Je vous écris aujourd’hui au nom d’une douleur : celle d’un pays qui vacille, d’une transition qui se prolonge au point d’étouffer l’idée même d’un lendemain. Et surtout, au nom d’une inquiétude que je ne peux plus taire : celle de la possible dissolution des partis politiques au Mali.
Je sais que certains crient victoire à cette idée. Je les entends. Ils disent que les partis ont failli, qu’ils ont trahi, qu’ils sont devenus des clubs d’intérêt et de clientélisme. Et quelque part, ils n’ont pas tort. Il faut avoir le courage de dire que la classe politique malienne a, pour une large part, déçu son peuple. Elle a parfois troqué la mission de servir pour le confort d’exister. Elle s’est souvent contentée de calculs au lieu de convictions.
Mais faut-il pour autant raser la maison entière parce que ses locataires n’ont pas été à la hauteur ?
Qui sait ? Peut-être que ceux-là mêmes qui vous conseillent aujourd’hui de dissoudre les partis politiques… seront les premiers à vous trahir demain. Et peut-être, qui sait encore, que ce seront eux, et non vos adversaires, qui causeront votre chute.

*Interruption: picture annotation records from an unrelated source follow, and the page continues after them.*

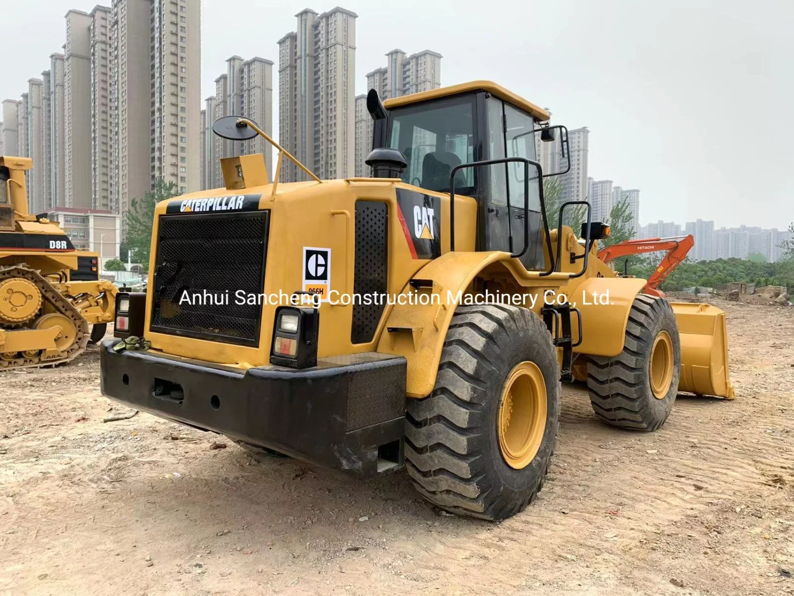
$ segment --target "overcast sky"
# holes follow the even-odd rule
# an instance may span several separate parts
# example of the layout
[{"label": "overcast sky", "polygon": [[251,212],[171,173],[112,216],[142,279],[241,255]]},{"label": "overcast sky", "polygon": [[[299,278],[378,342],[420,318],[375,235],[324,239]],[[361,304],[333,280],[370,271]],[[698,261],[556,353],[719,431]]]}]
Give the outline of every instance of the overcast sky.
[{"label": "overcast sky", "polygon": [[[277,86],[294,15],[337,6],[313,1],[202,0],[202,98],[234,54],[276,62]],[[641,189],[643,224],[794,220],[792,0],[339,1],[359,16],[357,93],[389,50],[432,49],[442,85],[491,79],[588,126],[589,175]],[[18,98],[60,51],[66,11],[94,5],[2,5],[0,98]]]}]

Nous ne savons plus vraiment.
Nous sommes dans un bateau, Monsieur le Président, mais nous ne savons plus quelle est la dérive. Le courant est fort, la boussole tremble, et ceux qui rament ne savent même plus dans quel sens aller.
On nous avait promis un renouveau. On nous avait dit que le monde serait meilleur.
Mais plus le temps passe, plus nous avons l’étrange sensation que le monde redevient comme avant. Ou peut-être pire qu’avant. Et cela, ce n’est pas à cause du peuple. C’est à cause de ceux qui prétendent le servir.
Monsieur le Président,
Dissoudre les partis, ce n’est pas simplement un acte administratif. Ce n’est pas une réforme anodine. C’est un bouleversement structurel, une rupture brutale avec le principe fondamental du pluralisme. C’est remplacer le désordre démocratique par un silence autoritaire.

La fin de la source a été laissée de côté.